CI runs automatically on push to main and on pull requests.

Prerequisites

  • Python 3.14+ (see pyproject.toml)
  • uv for dependency management
  • macOS or Linux (Windows untested)
  • Alpaca paper trading account (free) -- sign up at alpaca.markets
  • Network access to Alpaca API, Finnhub, OpenRouter, SEC EDGAR, yfinance

Limitations

  • Long-only -- no short selling or options
  • US equities only -- no crypto, forex, or international markets
  • Single account -- no multi-account or multi-portfolio support
  • PDT rules apply -- 3 day trades per 5 business days for margin accounts under $25K
  • Paper trading by default -- live trading requires explicitly setting ALPACA_PAPER=false
  • No real-time streaming trades -- pipeline runs on a schedule (2x/day via cron or GitHub Actions)

Troubleshooting

See RUNBOOK.md for detailed operational guidance covering 10+ failure scenarios.

Quick fixes:

  • "Circuit breaker tripped" -- API failures exceeded threshold. Wait 5 minutes for auto-recovery, or remove data/circuit_breaker.flag manually.
  • "PDT limit reached" -- Day trade count at maximum. The system skips new entries automatically.
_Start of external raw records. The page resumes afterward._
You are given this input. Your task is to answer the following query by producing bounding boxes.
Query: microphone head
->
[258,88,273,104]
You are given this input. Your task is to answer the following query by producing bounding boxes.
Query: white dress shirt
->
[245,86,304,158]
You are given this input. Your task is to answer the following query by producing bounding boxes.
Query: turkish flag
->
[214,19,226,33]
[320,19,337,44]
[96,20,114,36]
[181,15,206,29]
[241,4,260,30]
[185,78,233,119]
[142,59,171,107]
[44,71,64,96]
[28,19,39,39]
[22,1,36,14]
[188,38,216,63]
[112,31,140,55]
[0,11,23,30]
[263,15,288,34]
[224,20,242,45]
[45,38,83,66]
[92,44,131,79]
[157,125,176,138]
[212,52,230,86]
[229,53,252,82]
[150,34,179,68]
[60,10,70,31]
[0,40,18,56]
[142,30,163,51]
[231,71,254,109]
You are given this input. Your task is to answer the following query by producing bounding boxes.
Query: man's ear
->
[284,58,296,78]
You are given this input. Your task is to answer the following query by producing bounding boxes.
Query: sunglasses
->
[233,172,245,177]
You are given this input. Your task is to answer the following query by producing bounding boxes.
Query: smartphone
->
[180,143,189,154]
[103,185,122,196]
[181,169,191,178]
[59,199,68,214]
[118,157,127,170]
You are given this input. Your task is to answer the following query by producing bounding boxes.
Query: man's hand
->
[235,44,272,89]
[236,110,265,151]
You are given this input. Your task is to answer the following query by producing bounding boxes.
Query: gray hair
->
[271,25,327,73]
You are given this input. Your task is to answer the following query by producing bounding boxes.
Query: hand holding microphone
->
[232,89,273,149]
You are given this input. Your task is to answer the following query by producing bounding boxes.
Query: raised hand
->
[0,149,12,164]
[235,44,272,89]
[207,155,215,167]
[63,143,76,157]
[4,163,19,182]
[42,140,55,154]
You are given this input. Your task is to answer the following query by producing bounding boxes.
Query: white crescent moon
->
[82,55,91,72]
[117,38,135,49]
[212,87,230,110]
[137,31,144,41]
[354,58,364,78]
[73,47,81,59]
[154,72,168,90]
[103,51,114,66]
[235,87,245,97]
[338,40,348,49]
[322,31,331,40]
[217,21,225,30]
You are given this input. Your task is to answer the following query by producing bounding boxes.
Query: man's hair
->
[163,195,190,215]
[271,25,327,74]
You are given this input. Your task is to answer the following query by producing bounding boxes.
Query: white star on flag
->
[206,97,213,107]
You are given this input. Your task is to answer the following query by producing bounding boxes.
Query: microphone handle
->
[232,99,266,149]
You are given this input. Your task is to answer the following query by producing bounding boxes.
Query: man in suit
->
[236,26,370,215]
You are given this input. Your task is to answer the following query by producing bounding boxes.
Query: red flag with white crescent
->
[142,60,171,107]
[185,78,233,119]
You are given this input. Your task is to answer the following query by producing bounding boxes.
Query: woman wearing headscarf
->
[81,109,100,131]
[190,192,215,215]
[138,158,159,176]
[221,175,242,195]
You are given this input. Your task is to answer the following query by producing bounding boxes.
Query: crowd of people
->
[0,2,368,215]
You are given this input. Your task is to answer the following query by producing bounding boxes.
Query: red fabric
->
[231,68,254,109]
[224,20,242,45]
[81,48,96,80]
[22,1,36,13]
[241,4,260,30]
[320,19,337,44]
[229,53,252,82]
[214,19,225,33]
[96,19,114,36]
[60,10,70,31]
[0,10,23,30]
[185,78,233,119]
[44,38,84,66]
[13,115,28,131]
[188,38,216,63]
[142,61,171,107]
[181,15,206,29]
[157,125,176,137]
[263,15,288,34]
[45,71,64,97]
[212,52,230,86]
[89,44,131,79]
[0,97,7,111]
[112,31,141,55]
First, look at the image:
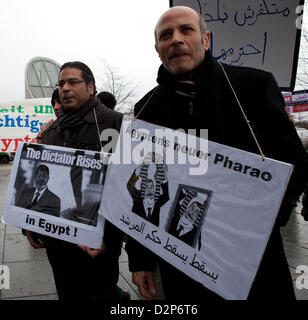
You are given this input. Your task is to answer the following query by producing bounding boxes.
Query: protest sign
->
[99,118,292,299]
[0,98,56,152]
[283,90,308,113]
[3,143,109,248]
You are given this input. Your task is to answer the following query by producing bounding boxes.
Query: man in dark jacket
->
[127,6,308,301]
[26,62,123,301]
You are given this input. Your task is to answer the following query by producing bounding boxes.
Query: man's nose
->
[171,30,183,45]
[62,81,71,92]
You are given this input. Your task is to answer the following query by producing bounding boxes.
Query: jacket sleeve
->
[125,237,158,272]
[257,73,308,226]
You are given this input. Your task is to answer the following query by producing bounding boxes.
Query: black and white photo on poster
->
[166,185,212,251]
[127,152,169,226]
[99,118,293,299]
[4,144,109,246]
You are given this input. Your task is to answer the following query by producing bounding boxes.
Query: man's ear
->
[87,82,95,96]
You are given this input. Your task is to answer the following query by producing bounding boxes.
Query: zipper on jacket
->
[188,101,194,116]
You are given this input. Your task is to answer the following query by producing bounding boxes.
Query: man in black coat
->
[127,6,308,301]
[22,61,127,302]
[16,165,61,217]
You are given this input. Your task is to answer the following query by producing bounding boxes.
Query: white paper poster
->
[3,143,109,248]
[0,98,56,152]
[99,119,292,299]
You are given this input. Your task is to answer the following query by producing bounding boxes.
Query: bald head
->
[154,6,207,43]
[155,6,209,80]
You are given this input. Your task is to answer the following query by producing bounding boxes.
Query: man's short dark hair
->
[97,91,117,110]
[35,164,49,176]
[51,89,60,106]
[60,61,97,94]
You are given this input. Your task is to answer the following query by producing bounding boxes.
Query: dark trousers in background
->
[46,245,119,302]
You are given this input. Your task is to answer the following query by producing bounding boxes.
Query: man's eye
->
[68,80,80,86]
[182,27,194,33]
[159,32,170,40]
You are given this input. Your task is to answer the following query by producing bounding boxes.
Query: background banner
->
[3,143,109,248]
[99,118,292,299]
[0,98,56,152]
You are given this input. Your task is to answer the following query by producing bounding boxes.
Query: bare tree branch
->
[96,59,137,113]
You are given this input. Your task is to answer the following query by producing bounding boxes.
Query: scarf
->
[58,95,97,131]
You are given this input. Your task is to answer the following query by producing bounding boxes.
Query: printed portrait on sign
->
[166,184,212,250]
[127,152,169,226]
[16,164,61,217]
[13,144,107,226]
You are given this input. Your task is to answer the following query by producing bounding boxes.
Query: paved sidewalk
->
[0,165,308,300]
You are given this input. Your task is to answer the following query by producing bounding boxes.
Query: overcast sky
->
[0,0,307,107]
[0,0,169,102]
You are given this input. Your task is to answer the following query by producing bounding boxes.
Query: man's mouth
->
[63,96,73,101]
[169,51,188,59]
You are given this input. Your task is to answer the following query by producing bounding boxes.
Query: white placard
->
[99,118,292,299]
[0,98,56,152]
[3,143,109,248]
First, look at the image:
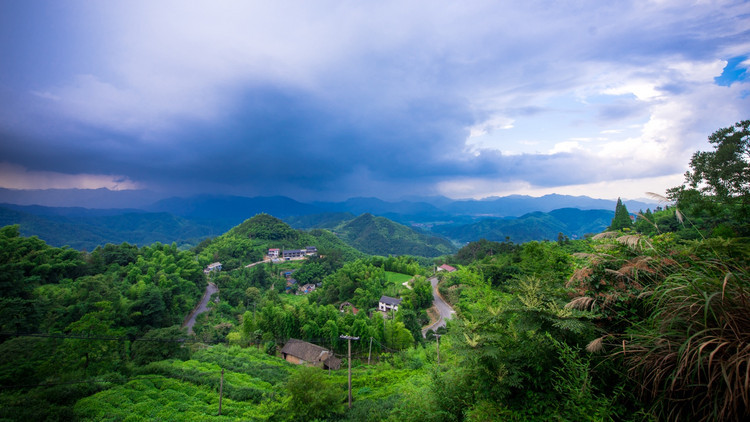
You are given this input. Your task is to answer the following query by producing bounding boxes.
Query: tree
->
[667,120,750,236]
[609,198,633,230]
[685,120,750,204]
[286,367,346,421]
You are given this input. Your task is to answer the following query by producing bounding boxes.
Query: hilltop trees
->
[667,120,750,236]
[609,198,633,230]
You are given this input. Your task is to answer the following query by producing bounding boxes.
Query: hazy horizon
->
[0,0,750,202]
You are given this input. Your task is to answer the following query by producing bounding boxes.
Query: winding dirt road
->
[182,281,219,334]
[422,277,456,337]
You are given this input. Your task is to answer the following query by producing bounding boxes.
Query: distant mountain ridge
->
[433,208,615,243]
[0,189,655,254]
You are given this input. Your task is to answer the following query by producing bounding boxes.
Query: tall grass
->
[617,260,750,421]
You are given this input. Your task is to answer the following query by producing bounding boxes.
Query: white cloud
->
[0,161,139,190]
[438,173,684,199]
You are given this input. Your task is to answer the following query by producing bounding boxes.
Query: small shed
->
[281,338,341,369]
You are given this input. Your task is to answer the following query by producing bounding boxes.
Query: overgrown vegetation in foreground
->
[0,122,750,421]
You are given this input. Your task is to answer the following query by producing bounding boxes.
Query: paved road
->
[182,281,219,334]
[422,277,456,337]
[245,258,271,268]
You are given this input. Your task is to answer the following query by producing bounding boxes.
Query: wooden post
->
[435,334,440,366]
[219,368,224,416]
[339,336,359,409]
[367,337,372,366]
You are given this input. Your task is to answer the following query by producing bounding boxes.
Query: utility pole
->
[219,368,224,416]
[367,337,372,366]
[339,336,359,409]
[435,334,440,365]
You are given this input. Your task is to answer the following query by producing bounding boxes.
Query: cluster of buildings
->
[203,262,221,274]
[268,246,318,262]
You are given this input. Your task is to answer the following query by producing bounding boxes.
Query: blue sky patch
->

Wait for older day trades to roll off (5 business days).
  • "Risk guard halt" -- Daily loss or drawdown limit hit. New entries blocked until the next trading day.
  • Tests fail on import -- Run uv sync to install dependencies.
  • Database locked -- SQLite WAL mode handles this automatically on the next connection. If persistent, check for zombie processes.
  • Missing CSV data -- The system recreates CSVs with correct headers on the next write. No manual action needed.

API Usage

Service Free Tier Used By
Alpaca Free for paper trading All trade scripts, data, position manager
Finnhub 60 calls/min (system uses 30) strategies/insider.py (4h in-memory cache)
OpenRouter Pay-per-use (~$0.01-0.05/sentiment call) strategies/sentiment.py, scripts/strategy_agent.py
SEC EDGAR 10 req/sec (no key required) strategies/fundamentals.py (SQLite persistent cache)
yfinance Unofficial, ~2K req/hr strategies/fundamentals.py (24h in-memory cache)

Performance

Backtest results are not a guarantee of future performance.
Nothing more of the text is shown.